In March 2020, the FASB issued ASU 2020-04, “Reference Rate Reform (Topic 848): Facilitation of the Effects of Reference Rate Reform on Financial Reporting.” This ASU provides optional guidance for a limited time to ease the potential burden in accounting for reference rate reform. The new guidance provides optional expedients and exceptions for applying U.S. GAAP to contracts, hedging relationships, and other transactions affected by reference rate reform if certain criteria are met. The amendments apply only to contracts and hedging relationships that reference LIBOR or another reference rate expected to be discontinued due to reference rate reform. Additionally, entities can elect to continue applying hedge accounting for hedging relationships affected by reference rate reform if certain conditions are met. In January 2021, the FASB issued ASU 2021-01, “Reference Rate Reform (Topic 848): Scope.” This ASU refines the scope of ASC 848 and clarifies some of its guidance as part of the Board’s monitoring of global reference rate reform activities. The ASU permits entities to elect certain optional expedients and exceptions when accounting for derivative contracts and certain hedging relationships affected by changes in the interest rates used for discounting cash flows, for computing variation margin settlements, and for calculating price alignment interest in connection with reference rate reform activities. These new standards were effective upon issuance and generally can be applied to applicable contract modifications through December 31, 2022. Our senior secured revolving credit facilities in the U.S. and U.K. and many of our floorplan arrangements utilize LIBOR as a benchmark for calculating the applicable interest rate. We are currently evaluating the impact of the transition from LIBOR to alternative reference interest rates. We cannot predict the effect of the potential changes to or elimination of LIBOR, the establishment and use of alternative rates or benchmarks, and the corresponding effects on our cost of capital but do not expect a significant impact on our consolidated financial position, results of operations, and cash flows.
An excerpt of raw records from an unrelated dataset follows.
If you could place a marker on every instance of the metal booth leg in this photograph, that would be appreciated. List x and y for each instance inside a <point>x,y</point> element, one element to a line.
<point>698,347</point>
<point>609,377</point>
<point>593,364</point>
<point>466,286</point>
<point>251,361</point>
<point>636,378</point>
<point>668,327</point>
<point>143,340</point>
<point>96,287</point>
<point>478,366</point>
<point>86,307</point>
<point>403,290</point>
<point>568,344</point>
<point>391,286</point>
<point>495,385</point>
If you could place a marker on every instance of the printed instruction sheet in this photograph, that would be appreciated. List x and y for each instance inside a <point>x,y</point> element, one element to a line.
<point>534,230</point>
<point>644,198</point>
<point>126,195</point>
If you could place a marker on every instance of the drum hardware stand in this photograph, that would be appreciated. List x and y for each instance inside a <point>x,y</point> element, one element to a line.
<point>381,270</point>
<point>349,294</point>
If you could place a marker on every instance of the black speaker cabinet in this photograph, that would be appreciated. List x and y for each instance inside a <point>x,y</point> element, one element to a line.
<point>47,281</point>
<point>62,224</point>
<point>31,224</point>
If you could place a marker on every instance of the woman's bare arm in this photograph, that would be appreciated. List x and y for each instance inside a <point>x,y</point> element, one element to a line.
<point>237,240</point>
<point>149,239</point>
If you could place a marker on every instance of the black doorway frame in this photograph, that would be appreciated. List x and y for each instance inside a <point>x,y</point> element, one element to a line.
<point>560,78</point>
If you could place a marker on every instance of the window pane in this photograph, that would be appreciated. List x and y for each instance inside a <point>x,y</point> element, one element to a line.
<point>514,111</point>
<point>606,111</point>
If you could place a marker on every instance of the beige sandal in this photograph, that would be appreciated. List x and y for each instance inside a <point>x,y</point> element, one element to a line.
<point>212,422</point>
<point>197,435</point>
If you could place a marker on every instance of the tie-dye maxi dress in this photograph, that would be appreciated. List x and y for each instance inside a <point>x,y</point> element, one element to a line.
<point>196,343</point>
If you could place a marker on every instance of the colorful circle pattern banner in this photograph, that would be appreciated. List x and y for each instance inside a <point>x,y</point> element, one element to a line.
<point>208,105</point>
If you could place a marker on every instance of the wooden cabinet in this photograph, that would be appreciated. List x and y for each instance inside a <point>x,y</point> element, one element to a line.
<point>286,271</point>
Disclosures for Business Acquisitions, Dispositions, and Significant Subsidiaries

On May 20, 2020, the SEC issued a final rule that amends the financial statement requirements for acquisitions and dispositions of businesses, including the determinations of whether a subsidiary or an acquired or disposed business is significant. The significance test rule changes to SEC Regulation S-X, Rule 3-09 impact our disclosure requirements for equity method investments, including our investment in Penske Transportation Solutions (“PTS”) as it relates to providing audited financial statements and summarized financial statement information in our footnotes disclosures. The rule is effective January 1, 2021, but earlier compliance is permitted. The Company early adopted this rule in the fourth quarter of 2020.